BACKGROUND: Socioeconomic deprivation is known to be associated with worse outcomes in asthma, but there is a lack of population-based evidence of its impact across all stages of patient care. We investigated the association of socioeconomic deprivation with asthma-related care and outcomes across primary and secondary care and with asthma-related death in Wales.

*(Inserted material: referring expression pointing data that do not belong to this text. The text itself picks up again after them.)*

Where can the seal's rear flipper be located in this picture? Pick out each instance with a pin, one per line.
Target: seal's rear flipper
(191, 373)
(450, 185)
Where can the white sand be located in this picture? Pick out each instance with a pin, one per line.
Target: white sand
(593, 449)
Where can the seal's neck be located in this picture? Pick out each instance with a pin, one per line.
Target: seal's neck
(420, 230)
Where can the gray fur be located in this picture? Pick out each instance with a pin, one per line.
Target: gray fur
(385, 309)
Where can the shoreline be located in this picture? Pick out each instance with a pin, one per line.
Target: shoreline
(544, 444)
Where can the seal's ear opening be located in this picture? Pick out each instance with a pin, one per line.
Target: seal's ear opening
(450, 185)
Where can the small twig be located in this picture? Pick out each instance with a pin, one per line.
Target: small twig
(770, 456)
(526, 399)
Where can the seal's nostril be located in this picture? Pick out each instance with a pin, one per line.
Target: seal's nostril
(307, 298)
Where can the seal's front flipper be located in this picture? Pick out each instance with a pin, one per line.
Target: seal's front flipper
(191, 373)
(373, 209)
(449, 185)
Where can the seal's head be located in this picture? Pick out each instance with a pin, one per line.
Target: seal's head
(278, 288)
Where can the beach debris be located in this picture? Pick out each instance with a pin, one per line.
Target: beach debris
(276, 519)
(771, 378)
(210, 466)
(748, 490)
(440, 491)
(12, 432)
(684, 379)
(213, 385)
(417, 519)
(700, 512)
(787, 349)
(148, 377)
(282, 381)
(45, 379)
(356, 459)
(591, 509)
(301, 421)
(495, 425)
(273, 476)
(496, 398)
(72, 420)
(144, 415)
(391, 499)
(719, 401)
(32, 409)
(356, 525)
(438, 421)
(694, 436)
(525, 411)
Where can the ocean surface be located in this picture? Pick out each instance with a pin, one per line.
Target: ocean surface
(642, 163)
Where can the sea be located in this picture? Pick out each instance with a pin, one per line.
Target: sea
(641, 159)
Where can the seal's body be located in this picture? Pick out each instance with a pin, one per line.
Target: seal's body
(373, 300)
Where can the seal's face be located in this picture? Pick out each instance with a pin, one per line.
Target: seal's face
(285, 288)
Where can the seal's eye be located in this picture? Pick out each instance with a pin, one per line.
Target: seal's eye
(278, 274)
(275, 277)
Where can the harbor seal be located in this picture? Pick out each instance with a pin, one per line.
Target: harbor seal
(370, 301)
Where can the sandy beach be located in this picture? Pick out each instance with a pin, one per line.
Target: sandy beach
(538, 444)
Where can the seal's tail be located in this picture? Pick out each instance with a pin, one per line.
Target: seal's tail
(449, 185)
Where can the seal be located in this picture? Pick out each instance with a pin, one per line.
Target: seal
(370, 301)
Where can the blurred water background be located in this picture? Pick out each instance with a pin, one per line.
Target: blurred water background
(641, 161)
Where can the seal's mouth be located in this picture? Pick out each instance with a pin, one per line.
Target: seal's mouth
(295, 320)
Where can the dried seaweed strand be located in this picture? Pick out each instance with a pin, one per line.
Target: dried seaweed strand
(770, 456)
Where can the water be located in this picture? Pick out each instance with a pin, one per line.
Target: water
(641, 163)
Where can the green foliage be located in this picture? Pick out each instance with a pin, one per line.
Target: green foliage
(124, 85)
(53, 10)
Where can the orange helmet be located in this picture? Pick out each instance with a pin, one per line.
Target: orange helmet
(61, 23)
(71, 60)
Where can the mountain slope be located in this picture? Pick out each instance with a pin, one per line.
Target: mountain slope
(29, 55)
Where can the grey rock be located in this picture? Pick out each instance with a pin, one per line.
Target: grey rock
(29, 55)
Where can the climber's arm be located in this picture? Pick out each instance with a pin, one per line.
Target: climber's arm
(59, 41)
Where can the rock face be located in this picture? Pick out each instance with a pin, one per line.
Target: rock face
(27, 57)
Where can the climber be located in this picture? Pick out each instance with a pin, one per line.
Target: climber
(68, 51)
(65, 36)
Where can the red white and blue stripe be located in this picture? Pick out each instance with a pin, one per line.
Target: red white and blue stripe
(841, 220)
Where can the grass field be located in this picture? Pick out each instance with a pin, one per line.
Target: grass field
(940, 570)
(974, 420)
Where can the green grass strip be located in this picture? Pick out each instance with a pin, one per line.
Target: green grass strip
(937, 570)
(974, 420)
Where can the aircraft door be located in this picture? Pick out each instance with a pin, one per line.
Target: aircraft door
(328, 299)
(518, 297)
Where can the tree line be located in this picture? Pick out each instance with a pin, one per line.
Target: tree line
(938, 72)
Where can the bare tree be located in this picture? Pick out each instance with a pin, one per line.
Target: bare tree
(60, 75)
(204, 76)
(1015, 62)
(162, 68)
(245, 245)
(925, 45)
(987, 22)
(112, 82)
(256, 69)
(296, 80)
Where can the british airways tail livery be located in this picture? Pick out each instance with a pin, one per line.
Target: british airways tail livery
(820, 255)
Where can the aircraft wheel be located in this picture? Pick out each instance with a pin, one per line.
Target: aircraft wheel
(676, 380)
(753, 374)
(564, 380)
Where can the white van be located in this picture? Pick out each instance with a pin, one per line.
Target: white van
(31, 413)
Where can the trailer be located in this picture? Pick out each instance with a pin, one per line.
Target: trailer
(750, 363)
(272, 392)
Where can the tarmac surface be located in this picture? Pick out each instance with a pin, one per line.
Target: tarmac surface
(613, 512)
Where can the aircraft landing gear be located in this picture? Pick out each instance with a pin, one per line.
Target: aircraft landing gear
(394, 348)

METHODS AND FINDINGS: We constructed a national cohort, identified from 76% (2.4 million) of the Welsh population, of continuously treated asthma patients between 2013 and 2017 using anonymised, person-level, linked, routinely collected primary and secondary care data in the Secure Anonymised Information Linkage (SAIL) Databank. We investigated the association between asthma-related health service utilisation, prescribing, and deaths with the 2011 Welsh Index of Multiple Deprivation (WIMD) and its domains. We studied 106,926 patients (534,630 person-years), 56.3% were female, with mean age of 47.5 years (SD = 20.3). Compared to the least deprived patients, the most deprived patients had slightly fewer total asthma-related primary care consultations per patient (incidence rate ratio [IRR] = 0.98, 95% CI 0.97-0.99, p-value < 0.001), slightly fewer routine asthma reviews (IRR = 0.98, 0.97-0.99, p-value < 0.001), lower controller-to-total asthma medication ratios (AMRs; 0.50 versus 0.56, p-value < 0.001), more asthma-related accident and emergency (A&E) attendances (IRR = 1.27, 1.10-1.46, p-value = 0.001), more asthma emergency admissions (IRR = 1.56, 1.39-1.76, p-value < 0.001), longer asthma-related hospital stay (IRR = 1.64, 1.39-1.94, p-value < 0.001), and were at higher risk of asthma-related death (risk ratio of deaths with any mention of asthma 1.56, 1.18-2.07, p-value = 0.002). Study limitations include the deprivation index being area based and the potential for residual confounders and mediators.
CONCLUSIONS: In this study, we observed that the most deprived asthma patients in Wales had different prescribing patterns, more A&E attendances, more emergency hospital admissions, and substantially higher risk of death. Interventions specifically designed to improve treatment and outcomes for these disadvantaged groups are urgently needed.